У многих читателей складывается обо всем этом плоское, одномерное представление. Ни в душе, ни в мыслях не остается следов. Люди послевоенного поколения воспринимают войну «о стороны и не способны понять даже то немногое, о чем говорится в книгах или в кинофильмах, если не находят сравнений с явлениями повседневной жизни. Они не чувствуют ужас орудийного номера, переживаемый всякий раз с одинаковой силой, когда опускается с леденящим воем снаряд. Им неведомо свойство человеческой натуры, создающее у многих людей впечатление, будто пикирующий «юнкерс» непременно попадет в щель, что грохот разрывов поражает не только слух, но все человеческое существо, что надрывный крик раненого исходит не от кого-то, а из его собственной груди, и что осколок, вонзившийся в тело, вызывает непередаваемую никакими сравнениями невообразимую боль... Они не имеют ни малейшего представления о самоотрешенности воина, бегущего в атаку, и не знают, что такое паника. Им неизвестно духовное и физическое состояние во время обстрела и течение мыслей того, кто подвергается десяти бомбежкам за день. Они не знают безмерной власти воинской дисциплины, побуждающей военного человека жертвовать жизнью. Они не испытали страх — не житейский, нет, не то пугливое чувство, заставляющее отпрянуть, заслониться руками. Нет! Речь идет о психике воина, мужественного человека, о состоянии души, которое вызвано присутствием смерти, когда она изо дня в день, из месяца в месяц хозяйничает на одном с ним пространстве и уносит по своему непостижимому выбору близких ему людей, то одного, то другого.

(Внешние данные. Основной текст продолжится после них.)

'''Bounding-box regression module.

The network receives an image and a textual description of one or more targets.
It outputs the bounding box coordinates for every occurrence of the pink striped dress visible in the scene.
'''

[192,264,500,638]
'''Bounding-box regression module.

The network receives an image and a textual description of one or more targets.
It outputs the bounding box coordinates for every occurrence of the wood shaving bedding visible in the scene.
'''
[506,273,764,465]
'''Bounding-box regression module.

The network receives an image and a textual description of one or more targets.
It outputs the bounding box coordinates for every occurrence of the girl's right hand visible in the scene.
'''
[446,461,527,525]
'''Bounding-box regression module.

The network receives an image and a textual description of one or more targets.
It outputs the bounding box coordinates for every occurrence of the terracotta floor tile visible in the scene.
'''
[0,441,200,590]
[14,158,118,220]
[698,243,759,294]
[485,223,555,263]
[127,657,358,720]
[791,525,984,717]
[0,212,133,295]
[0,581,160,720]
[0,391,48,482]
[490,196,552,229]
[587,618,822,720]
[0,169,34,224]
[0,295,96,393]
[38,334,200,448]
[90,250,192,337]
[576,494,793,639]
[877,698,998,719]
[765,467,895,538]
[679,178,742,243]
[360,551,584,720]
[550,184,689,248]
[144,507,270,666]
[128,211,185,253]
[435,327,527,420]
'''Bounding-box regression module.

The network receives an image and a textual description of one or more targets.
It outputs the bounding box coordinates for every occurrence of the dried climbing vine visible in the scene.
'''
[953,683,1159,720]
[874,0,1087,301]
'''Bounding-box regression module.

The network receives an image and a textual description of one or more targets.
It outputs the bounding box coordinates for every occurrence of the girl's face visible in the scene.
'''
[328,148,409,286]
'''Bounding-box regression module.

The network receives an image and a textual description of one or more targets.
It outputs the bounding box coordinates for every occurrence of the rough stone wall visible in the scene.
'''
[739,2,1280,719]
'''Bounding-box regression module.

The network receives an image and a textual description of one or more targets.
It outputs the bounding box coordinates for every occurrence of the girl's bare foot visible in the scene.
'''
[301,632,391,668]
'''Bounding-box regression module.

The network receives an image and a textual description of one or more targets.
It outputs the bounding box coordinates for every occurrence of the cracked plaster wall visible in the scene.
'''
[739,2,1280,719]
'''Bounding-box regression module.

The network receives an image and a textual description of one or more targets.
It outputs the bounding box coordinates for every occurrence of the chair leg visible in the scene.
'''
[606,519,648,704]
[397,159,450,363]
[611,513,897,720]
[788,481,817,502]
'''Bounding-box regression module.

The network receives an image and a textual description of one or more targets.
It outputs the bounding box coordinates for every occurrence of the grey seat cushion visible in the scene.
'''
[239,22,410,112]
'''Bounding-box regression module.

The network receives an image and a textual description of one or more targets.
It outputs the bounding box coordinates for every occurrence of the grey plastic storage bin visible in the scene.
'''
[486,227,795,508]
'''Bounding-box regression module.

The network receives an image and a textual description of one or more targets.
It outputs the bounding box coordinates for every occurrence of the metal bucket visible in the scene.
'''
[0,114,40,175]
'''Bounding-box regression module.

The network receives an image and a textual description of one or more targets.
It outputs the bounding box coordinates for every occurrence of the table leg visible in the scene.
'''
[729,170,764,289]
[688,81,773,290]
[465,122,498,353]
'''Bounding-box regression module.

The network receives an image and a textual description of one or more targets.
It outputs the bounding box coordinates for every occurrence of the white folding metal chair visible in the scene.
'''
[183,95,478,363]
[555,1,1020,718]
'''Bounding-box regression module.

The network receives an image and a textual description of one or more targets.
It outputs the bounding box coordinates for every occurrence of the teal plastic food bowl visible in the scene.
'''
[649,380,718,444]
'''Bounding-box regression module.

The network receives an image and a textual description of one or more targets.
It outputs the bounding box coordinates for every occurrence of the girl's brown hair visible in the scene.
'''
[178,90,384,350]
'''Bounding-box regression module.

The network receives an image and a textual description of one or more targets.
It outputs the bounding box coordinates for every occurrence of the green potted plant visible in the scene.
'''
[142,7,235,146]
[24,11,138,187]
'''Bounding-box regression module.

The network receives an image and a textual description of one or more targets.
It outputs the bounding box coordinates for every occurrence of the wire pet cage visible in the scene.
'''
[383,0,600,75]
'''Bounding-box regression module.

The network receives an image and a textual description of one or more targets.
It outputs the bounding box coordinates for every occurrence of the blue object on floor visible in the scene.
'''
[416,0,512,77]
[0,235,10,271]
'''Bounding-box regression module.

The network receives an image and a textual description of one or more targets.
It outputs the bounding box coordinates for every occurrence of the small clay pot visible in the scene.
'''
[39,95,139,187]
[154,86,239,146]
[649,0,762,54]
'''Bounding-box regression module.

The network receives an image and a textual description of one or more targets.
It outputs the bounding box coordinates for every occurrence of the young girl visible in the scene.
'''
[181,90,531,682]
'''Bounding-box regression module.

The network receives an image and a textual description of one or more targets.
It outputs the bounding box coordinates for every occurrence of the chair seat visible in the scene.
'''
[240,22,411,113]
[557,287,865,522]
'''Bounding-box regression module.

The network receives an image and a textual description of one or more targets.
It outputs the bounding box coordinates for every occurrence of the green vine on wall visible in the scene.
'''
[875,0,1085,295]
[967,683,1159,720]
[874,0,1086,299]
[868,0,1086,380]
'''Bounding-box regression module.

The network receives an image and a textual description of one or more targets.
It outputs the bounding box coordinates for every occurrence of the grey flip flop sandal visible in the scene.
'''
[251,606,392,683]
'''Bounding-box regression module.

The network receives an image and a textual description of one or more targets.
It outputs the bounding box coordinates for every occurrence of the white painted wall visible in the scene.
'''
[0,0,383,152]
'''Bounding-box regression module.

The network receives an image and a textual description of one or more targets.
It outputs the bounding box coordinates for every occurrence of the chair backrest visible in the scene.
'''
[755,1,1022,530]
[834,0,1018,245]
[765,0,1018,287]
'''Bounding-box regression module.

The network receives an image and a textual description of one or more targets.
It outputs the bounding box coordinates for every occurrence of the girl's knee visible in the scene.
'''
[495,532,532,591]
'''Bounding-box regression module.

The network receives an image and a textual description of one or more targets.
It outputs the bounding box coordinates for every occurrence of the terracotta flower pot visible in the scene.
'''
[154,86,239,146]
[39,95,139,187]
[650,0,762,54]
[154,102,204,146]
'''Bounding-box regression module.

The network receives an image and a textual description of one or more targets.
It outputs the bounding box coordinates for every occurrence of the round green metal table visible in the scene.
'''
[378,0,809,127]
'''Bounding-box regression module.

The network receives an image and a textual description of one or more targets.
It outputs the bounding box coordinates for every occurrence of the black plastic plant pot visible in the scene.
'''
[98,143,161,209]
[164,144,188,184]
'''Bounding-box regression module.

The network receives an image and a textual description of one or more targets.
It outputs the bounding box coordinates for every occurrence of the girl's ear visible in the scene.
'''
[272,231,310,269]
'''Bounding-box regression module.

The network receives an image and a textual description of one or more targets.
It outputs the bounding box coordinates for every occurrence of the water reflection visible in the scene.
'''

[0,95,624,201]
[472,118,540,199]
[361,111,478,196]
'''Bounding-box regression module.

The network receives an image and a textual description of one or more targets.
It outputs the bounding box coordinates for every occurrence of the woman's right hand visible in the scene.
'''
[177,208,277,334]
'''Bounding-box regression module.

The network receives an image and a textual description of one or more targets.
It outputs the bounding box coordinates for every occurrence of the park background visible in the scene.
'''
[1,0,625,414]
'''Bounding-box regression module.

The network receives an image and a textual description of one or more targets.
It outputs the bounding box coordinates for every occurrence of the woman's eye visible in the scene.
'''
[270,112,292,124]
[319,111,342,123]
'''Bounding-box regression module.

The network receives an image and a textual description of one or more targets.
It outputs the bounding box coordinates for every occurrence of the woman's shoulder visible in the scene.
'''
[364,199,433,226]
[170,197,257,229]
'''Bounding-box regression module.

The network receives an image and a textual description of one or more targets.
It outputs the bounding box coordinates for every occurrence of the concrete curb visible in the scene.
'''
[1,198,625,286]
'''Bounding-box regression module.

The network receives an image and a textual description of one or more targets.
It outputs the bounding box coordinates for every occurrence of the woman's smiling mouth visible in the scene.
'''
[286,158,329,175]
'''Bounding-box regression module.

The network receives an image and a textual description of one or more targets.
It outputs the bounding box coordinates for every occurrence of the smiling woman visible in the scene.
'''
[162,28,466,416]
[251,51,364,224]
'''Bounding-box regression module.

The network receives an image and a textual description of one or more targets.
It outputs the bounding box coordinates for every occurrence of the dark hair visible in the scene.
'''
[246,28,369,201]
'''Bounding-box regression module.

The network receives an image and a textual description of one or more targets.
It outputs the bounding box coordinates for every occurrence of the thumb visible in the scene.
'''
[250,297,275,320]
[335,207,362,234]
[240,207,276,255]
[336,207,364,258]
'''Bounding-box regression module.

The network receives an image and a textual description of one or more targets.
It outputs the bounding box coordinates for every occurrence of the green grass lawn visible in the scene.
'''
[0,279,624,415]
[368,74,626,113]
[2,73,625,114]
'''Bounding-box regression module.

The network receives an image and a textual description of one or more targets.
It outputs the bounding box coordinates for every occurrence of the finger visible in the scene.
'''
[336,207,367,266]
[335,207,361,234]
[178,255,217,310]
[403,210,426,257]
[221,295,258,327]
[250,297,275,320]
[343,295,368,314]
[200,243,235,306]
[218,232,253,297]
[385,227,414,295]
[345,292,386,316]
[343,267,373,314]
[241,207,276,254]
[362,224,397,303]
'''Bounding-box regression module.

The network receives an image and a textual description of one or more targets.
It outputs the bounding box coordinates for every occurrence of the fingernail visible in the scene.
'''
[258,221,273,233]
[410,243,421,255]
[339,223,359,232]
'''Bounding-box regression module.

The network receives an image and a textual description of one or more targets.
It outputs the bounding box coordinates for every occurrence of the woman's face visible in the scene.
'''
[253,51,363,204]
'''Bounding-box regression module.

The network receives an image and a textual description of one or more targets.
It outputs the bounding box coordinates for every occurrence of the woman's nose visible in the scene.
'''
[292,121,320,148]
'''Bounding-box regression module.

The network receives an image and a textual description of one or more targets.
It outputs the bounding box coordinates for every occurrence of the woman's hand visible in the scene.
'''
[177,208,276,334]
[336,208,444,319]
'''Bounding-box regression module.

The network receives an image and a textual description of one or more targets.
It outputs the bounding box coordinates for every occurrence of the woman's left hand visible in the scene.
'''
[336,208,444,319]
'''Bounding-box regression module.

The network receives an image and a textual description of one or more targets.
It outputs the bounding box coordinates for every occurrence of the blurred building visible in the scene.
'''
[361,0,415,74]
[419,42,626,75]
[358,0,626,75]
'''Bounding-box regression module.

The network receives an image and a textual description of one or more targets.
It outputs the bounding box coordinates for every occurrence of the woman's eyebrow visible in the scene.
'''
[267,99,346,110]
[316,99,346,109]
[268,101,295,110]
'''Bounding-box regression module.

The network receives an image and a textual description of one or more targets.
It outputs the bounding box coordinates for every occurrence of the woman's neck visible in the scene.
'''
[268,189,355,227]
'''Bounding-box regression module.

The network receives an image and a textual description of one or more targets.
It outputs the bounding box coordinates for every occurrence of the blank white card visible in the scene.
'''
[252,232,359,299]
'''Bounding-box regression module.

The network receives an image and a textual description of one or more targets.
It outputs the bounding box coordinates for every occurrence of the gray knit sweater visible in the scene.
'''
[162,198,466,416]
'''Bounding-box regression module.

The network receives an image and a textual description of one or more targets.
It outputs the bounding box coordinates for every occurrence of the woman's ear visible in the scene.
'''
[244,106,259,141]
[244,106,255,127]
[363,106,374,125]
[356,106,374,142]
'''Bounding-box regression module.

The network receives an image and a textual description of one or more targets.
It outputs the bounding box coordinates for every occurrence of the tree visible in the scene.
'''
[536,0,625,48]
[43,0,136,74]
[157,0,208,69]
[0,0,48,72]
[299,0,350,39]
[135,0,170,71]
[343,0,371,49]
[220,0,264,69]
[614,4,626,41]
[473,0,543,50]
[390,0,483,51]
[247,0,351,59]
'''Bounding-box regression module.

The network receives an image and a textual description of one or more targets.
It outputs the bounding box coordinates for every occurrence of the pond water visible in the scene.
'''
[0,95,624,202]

Для солдата сама собой разумеется та истина, что обслуживание оружия, стрельба и все в совокупности, что делает на позициях и наблюдательных пунктах артиллерист или пехотинец в траншее, не имеет ничего общего с производственной деятельностью людей. Солдат повинуется присяге, иными словами, делает дело, которое требует полного подчинения личности понятию долга, он действует в условиях, лишенных какой-либо меры и ритма. Состояние покоя внезапно сменяется колоссальным напряжением. Прилив духа возносит его в заоблачную высь, в одно мгновение он испытывает столько, сколько иные люди за всю свою жизнь.
Особый характер сохраняют отношения к службе, к товарищам и старшим. Все несет на себе печать общности, которая сближает людей перед лицом смерти.
Каждый день — испытания, но воин не получал возмещения ресурсов — физических и духовных — сообразно с тем, как их расходовал. И в то же время требования повышались на унылом, безрадостном фоне.
Когда орудийный номер занимал свое место, в поисках опоры он обращался к собственному самосознанию. Те, кто обладал силой духа, никогда не расставались с надеждой на лучшее будущее и в этом находили поддержку.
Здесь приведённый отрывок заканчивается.